Number of shares issued = £ 11.52 m / 4.0 = 2.88 m
Total number of shares after acquisition = 10 m + 2.88 m = 12.88 m
PXP earnings before acquisition = 0.23 \times 10 m  = £ 2.30 m
VVM earnings before acquisition = 0.19 \times 3.6 m = £ 0.68 m
Increase in earnings from cost savings  = £ 0.25 m
Total earnings after acquisition  = 2.30 m + 0.68 m + 0.25 m = £ 3.23 m

The post-acquisition market value can be found by multiplying the post-acquisition earnings by the P/E ratio.

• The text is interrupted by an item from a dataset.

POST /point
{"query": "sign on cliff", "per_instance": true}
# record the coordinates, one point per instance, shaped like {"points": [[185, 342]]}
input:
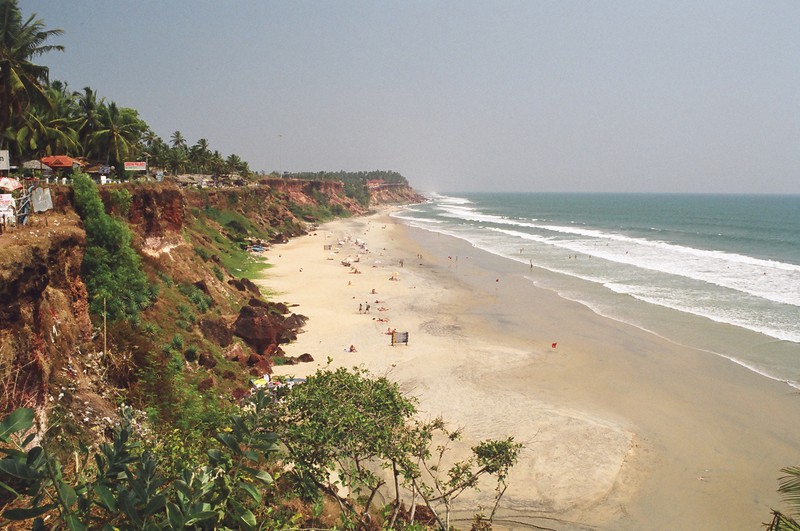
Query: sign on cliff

P / E ratio before acquisition = 5.10 / 0.23 = 22 times
Post-acquisition market value = 3.23 m \times 22 = £ 71.06 m
Post-acquisition share price = 71.06 m / 12.88 m = £ 5.52 per share
The theoretical ex-rights price is (51 m + 11.52 m ) / 12.88 m = £ 4.85 per share

Since the post-acquisition share price is greater than the theoretical ex-rights price per share, the wealth of PXP shareholders has increased.

Financed by a bond issue

The number of shares remains at 10 m
Post-acquisition earnings ignoring bond interest = £ 3.23 m
Interest on bonds = 11.52 m \times 12% = £ 1.382 m
Tax saved = 1.382 m \times 0.3 = £ 0.415 m
Decrease in earnings = 1.382 m – 0.415 m = £ 0.967 m
Post-acquisition earnings = 3.23 m – 0.967 m = £ 2.263 m
Post-acquisition market value = 2.263 m \times 22 = £ 49.79 m
Post-acquisition share price = 49.79 m / 10 m = £ 4.98 per share

Since the post-acquisition share price is less than the current market price per share of £5.10, the wealth of PXP shareholders has decreased.

Conclusion
Financing by a rights issue can be recommended as it leads to an increase in the wealth of shareholders, while financing by an issue of bonds cannot be recommended.